For many functions, discretization of the domain is straightforward. But if the function has singularities close to the domain of approximation, a continuum approach may be more robust.

The approximate function can take a vector of sample points as a domain. The given function is then evaluated only at those points, and the rational approximation is a fully discrete process that uses only the given data.

using RationalFunctionApproximation, ComplexRegions
x = -1:0.01:1
f = x -> tanh(5 * (x - 0.2))
r = approximate(f, x)

Barycentric{Float64, Float64} rational of type (11, 11) constructed from 201 samples

You can alternatively provide just the discrete function values yourself. The domain is always given second:

y = f.(x)
r = approximate(y, x)

Barycentric{Float64, Float64} rational of type (11, 11) constructed from 201 samples

As long as there are no singularities as close to the domain as the sample points are to one another, a basic discretization works well.

I = unit_interval
println("nearest pole is $(minimum(dist(z, I) for z in poles(r))) away")
_, err = check(r);
println("max error on the given domain: ", maximum(abs, err))

nearest pole is 0.31415926535638594 away
[ Info: Max error is 2.24e-14
max error on the given domain: 2.2426505097428162e-14

But if the distance to a singularity is comparable to the sample spacing, the quality of the approximation may suffer. Even worse, the method may not be aware that it has failed.
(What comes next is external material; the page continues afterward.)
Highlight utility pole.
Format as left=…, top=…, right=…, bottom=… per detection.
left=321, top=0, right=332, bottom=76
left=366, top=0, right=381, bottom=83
f = x -> tanh(400 * (x - 0.2))
r = approximate(f, x)
println("nearest pole is $(minimum(dist(z, I) for z in poles(r))) away")
_, err = check(r);
println("max error on the given domain: ", maximum(abs, err))
err = maximum(abs(f(x)- r(x)) for x in range(-1, 1, 3000))
println("max error on finer test points: ", err)

nearest pole is 0.004569419284272946 away
[ Info: Max error is 7.84e-14
max error on the given domain: 7.838174553853605e-14
max error on finer test points: 0.058457305710306495

In the continuous mode, the adaptive sampling of the domain attempts to ensure that the approximation is accurate everywhere.

r = approximate(f, I; tol=1e-12)
err = maximum(abs(f(x)- r(x)) for x in range(-1, 1, 3000))
println("max error on finer test points: ", err)

┌ Warning: Stopping with estimated error 1.698e-12 after 60 iterations
└ @ RationalFunctionApproximation ~/work/RationalFunctionApproximation.jl/RationalFunctionApproximation.jl/src/barycentric.jl:367
max error on finer test points: 1.938782467902911e-12